- 25 сентября, 22:59
- POLITICO. Top Stories
Last month, Secretary of State Mike Pompeo wrote to Congress to explain why he was releasing $195 million in U.S. military aid for Egypt that the Trump administration had earlier withheld over human rights concerns.
But far from assuring lawmakers that Egypt is making progress on human rights, the “memorandum of justification” laying out the decision amounts to a searing indictment of how Egypt’s government treats its citizens — describing extrajudicial killings, unfair trials, censorship and a generally repressive atmosphere.
At one point, the Aug. 21 memo bluntly states: “The overall human rights climate in Egypt continues to deteriorate.”
The document, obtained this week by POLITICO, offers insight into one of two recent cases in which Pompeo has decided that U.S. national security interests should override human rights concerns when it comes to offering military support to foreign allies.
Earlier this month, Pompeo certified to Congress that the Saudi-led coalition battling Iranian-backed Houthi rebels in Yemen is doing enough to protect civilians, clearing the way for the U.S. to keep giving the Saudis logistical support.
That decision came despite a U.N. report arguing the Saudis could be committing war crimes in Yemen and amid growing bipartisan anger in Congress over Saudi actions in the country. The Wall Street Journal also reported that Pompeo’s decision on Yemen may have been linked to concerns that abandoning the Saudis could hurt U.S. arms sales — a suggestion Pompeo has dismissed.
Egypt has long been a major ally of the United States, even after post-Arab Spring political tumult led to a military-backed government led by Abdel Fattah el-Sisi, a retired field marshal. The U.S. gives Egypt roughly $1.3 billion a year in military aid, second only to Israel.
The Trump administration is hardly the first to look the other way on human rights when it believes U.S. strategic interests are at stake. With rare, often-temporary exceptions, both Republican and Democratic U.S. presidential administrations have for decades overlooked human rights abuses in Egypt in favor of keeping the money flowing — and keeping Egypt on America’s side.
So President Donald Trump’s first secretary of state, Rex Tillerson, shocked the international community last year when he decided to take advantage of a legal provision and hold back $195 million of the Egyptian aid.
Tillerson was reportedly rankled that el-Sisi had imposed a law severely restricting civil society groups and that Egypt wasn’t doing more to distance itself from North Korea.
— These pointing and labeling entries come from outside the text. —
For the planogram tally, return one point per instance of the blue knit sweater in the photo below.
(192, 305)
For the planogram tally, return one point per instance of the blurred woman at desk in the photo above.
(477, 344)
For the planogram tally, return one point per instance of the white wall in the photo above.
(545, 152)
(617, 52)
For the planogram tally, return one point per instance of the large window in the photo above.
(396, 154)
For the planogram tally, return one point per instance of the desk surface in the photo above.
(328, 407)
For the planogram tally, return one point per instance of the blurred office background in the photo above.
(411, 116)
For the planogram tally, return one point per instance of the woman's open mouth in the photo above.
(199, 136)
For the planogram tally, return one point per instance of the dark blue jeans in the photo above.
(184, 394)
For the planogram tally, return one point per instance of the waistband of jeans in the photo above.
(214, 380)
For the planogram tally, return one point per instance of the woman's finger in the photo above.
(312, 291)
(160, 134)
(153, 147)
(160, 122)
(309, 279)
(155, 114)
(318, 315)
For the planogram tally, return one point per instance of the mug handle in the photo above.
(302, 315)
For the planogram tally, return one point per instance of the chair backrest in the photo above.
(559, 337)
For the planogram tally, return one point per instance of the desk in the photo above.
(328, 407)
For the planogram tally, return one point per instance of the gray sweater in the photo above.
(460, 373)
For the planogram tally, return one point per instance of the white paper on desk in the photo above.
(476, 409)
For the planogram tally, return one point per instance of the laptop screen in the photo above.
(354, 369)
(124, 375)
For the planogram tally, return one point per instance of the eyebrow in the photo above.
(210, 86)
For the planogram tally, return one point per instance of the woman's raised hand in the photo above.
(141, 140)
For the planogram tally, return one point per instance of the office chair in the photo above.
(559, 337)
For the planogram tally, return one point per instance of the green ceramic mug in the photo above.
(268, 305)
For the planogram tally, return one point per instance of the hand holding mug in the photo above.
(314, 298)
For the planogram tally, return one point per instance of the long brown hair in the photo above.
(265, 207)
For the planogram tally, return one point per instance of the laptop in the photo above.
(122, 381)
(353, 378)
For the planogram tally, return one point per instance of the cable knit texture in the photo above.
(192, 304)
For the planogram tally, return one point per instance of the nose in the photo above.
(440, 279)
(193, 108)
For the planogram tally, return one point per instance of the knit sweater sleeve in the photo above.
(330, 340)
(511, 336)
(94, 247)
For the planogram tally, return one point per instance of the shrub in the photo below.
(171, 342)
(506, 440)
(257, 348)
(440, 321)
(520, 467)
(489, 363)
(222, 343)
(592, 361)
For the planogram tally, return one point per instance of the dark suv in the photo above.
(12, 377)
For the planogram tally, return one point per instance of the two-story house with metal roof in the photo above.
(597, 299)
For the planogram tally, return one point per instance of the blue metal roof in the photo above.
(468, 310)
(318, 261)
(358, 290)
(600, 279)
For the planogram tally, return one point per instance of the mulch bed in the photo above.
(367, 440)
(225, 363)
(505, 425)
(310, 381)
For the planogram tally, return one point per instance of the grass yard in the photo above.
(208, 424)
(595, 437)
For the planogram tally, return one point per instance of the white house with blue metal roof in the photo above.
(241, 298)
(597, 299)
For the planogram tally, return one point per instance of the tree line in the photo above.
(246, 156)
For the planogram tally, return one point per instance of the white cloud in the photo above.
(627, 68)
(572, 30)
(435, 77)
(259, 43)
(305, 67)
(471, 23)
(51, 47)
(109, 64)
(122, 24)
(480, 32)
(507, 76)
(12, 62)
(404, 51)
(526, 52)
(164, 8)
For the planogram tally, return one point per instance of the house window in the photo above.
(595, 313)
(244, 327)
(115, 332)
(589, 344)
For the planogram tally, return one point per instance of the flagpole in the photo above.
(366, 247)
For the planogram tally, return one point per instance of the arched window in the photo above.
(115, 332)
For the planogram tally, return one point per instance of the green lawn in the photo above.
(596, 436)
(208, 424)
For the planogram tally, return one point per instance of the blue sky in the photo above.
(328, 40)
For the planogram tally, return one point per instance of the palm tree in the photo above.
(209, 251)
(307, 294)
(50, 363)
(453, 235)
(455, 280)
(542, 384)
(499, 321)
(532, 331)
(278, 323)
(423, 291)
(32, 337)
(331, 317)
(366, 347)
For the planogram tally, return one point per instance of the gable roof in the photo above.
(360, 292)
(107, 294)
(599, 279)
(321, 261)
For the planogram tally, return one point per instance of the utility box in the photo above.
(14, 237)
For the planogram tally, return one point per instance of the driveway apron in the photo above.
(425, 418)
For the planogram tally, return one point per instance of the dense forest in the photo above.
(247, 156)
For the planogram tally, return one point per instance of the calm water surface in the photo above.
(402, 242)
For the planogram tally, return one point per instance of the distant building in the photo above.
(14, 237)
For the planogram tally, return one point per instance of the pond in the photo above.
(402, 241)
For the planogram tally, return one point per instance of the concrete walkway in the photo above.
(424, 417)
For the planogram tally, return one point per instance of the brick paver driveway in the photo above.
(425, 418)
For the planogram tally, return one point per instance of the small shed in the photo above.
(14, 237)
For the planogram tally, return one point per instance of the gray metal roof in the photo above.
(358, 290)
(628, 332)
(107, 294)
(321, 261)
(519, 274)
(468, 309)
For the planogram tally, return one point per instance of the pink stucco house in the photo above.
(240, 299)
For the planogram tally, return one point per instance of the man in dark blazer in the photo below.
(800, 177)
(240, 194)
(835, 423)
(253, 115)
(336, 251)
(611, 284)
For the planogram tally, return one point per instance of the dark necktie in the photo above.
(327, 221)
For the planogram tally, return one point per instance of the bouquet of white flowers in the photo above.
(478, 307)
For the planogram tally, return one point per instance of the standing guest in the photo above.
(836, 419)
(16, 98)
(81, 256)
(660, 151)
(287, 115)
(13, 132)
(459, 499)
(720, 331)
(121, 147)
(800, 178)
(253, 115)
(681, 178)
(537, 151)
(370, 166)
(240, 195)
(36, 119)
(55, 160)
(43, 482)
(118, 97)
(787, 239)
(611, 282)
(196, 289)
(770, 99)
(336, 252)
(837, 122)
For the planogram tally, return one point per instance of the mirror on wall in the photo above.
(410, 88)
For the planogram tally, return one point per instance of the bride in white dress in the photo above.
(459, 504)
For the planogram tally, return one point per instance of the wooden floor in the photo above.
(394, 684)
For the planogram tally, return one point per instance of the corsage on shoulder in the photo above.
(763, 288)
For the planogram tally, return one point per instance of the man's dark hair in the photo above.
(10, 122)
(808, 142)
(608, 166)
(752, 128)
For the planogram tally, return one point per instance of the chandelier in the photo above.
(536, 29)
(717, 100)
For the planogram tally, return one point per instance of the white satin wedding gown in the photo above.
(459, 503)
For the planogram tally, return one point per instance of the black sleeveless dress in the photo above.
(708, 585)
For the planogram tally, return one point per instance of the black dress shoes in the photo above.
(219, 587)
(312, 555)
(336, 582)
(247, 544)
Tillerson also was thought to be unhappy with Egypt’s legal prosecution of dozens of people working for non-governmental organizations promoting democracy and other causes. The defendants included 17 Americans, most of whom were tried in absentia.
Tillerson’s decision was especially surprising because Trump has fawned over el-Sisi, calling him a “fantastic guy.” Tillerson himself had previously downplayed the importance of promoting American values overseas. But the decision to withhold the money may have had some impact: a new trial has been ordered for the NGO workers, for instance.
Tillerson refused to issue a certification required under U.S. law to allow that $195 million to flow, and in his recent memo to Congress, Pompeo says he also cannot issue a certification.
What Pompeo instead did was take advantage of a provision in the law letting him waive the needed certification on U.S. national security grounds. (Tillerson also issued the waiver, according to media reports at the time, but decided to withhold the money anyway.)
Some observers fear Pompeo has moved too fast to unfreeze the money and that Egypt will backslide even on areas where it seemed to be making progress, including its legal pursuit of the NGO staffers.
“The message that Egypt takes away is that they don’t have to take these issues seriously,” said Andrew Miller, deputy director for policy at the Project on Middle East Democracy, which seeks to empower democratic activists in the region. “The United States won’t hold it accountable for human rights abuses, and ultimately the U.S. will do whatever it takes to get Egypt the money because it sees Egypt as central to its security interests.”
Pompeo’s memo, which is marked as unclassified, lays out some of those interests.
It notes that Egypt maintains control over the Suez Canal, a critical transit point. Egypt also “provides the U.S. military with overflight approvals, including in support of counter-[terrorism] operations,” the memo states. The memo also points to Egypt’s honoring of its peace deal with Israel, another key U.S. ally.
But most of the four-page memo is devoted to detailing Egypt’s myriad human rights miseries.
“Arrests often occur without warrants or judicial orders,” one passage states. “Conditions in prisons and detention centers are harsh due to overcrowding, physical abuse, inadequate medical care, and poor ventilation. Egyptian courts have continued to issue mass death sentences in proceedings that failed to meet Egypt’s international human rights obligations.”
In a statement on the memo, the State Department told POLITICO that the U.S. has “serious concerns about the human rights situation in Egypt, and we will continue to raise these concerns with Egyptian officials, including at the senior-most levels of the Egyptian government.”
The spokesman added, however, that “strengthened security cooperation with Egypt is important to U.S. national security.”